The popularity of franchising stems from its many advantages, from the point of view of both the franchiser and franchisee. The franchiser company is able to expand rapidly without the expense of acquiring land, plant, and equipment. These costs are normally covered by the person buying the franchise, who pays a royalty to the franchiser of about 5 percent of sales and gives a percentage toward advertising costs. In return for this outlay, the franchisee is assured of name recognition, which normally guarantees high sales. Although buying a franchise may increase a businessperson's start-up costs compared with those of an independent restaurateur, the returns render it a worthwhile investment. Franchised restaurants offer an extremely low risk, compared with independent eating establishments. Failure rates within the first year are low. Franchisees also benefit from the training and marketing support of the parent company.

The price to be paid for franchise security is a loss of flexibility. Independent restaurant owners are able to plan their own menus, avoid paying a royalty, and create and run their businesses as they see fit, whereas franchisees are restricted by the normally rigid and formulaic terms of the franchise agreement.

Though many of the best known fast food and casual dining chains are franchised, including McDonald's, Wendy's Old Fashioned Hamburgers, Burger King, and Pizza Hut, many other successful chains are not. Sales for the largest of the nonfranchised chains, the Red Lobster and Olive Garden casual dining houses, both owned by Darden Restaurants, was nearly $3 billion in 1995. Of course, even in the case of the heavily franchised chains, such as McDonald's and Wendy's, the parent company owns a considerable share of the outlets.

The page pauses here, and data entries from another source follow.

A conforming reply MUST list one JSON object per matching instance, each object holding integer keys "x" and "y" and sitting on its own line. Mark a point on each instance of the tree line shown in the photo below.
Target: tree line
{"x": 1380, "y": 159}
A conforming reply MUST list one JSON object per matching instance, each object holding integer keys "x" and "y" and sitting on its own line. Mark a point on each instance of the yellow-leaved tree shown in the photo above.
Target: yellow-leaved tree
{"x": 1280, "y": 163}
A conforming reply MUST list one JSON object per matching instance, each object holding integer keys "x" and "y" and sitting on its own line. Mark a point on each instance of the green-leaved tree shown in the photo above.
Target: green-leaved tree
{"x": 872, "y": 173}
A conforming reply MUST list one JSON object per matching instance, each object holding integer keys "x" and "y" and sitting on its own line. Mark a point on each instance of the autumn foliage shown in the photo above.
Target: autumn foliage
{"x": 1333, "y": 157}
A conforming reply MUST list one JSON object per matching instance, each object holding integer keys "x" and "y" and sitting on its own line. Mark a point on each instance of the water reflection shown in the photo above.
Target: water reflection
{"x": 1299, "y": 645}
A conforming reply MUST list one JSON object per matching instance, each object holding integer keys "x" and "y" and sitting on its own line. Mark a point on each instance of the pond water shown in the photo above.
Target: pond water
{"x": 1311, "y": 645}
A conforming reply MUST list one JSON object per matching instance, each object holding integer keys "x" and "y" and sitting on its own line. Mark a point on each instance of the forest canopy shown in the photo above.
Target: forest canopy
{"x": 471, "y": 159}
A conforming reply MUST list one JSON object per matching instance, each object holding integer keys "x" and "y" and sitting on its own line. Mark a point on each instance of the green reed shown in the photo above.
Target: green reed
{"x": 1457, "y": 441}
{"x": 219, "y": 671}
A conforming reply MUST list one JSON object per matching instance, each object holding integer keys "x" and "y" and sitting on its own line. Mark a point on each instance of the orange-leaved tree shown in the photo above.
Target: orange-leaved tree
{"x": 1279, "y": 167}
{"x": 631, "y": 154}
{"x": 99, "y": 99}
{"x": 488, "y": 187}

The exit of packaged food companies from the restaurant business, a trend that reached its peak by early 1997, created more room for franchisers. After Hershey, Sara Lee, and Ralston Purina had jettisoned their restaurant operations, General Foods did the same in May 1995 when it spun off its Red Lobster, Olive Garden, and China Coast (which later closed) restaurant chains to form a new public company, Darden Restaurants. Similarly, in early 1997, Pepsi Co announced that it would spin off its restaurants division, which included Pizza Hut, KFC, and Taco Bell, into a publicly traded company. With Pepsi Co's exit, no U.S. packaged food company had a significant presence in the restaurant industry.